When stress patterns generated in splinted and non-splinted models in both the attachment types were compared, stresses were less in non-splinted model. This can be attributed to the fact that, in non-splinted attachment model only vertical compressive forces act. On the contrary, in splinted ones, the combined vertical compressive force along with the bending moment might have created high stress. Also due to the cantilever effect of splinted bar, the deflection was of higher value causing high stresses at the level of the contact zone of the abutment, implant and screw.

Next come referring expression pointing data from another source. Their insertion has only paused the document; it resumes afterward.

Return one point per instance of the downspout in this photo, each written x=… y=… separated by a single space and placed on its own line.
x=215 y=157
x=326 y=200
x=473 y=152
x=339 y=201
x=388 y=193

The major limitations of the present study are that the stress distribution has been evaluated only under vertical load and consideration of the lowest possible force of 35 N. Another limitation is the assumption of bone as isotropic and homogenous, though the tissue behavior is not. The FEA is a numerical mathematical solution technique, with possible numerical errors and differences in the stresses from one configuration to another. The stress singularities and notch sensitivities in each model might also influence the results. The FEA cannot be used to reproduce the tissue behavior, but can approximate it and provide partially relevant results. Hence, further randomized clinical studies on this topic are needed to draw final conclusions, in spite of the superiority of locator over telescopic attachment as reported in the present study.
Conclusion
- The contact stresses developed on the attachment and implant components were less in the locator model when compared to telescopic, irrespective of splinting procedure. The stresses transferred to the supporting structure, cortical bone, were more with locator attachment compared to the telescopic one, in both non-splinted and splinted models.
- The stresses in all the components of overdenture were greater in the splinted model compared with the non-splinted one, irrespective of the attachment type.
- Thus, from a clinical viewpoint, locator attachment can be considered as a suitable alternative to telescopic for IOs. On the other hand, non-splinted design is preferable when compared to the splinted one.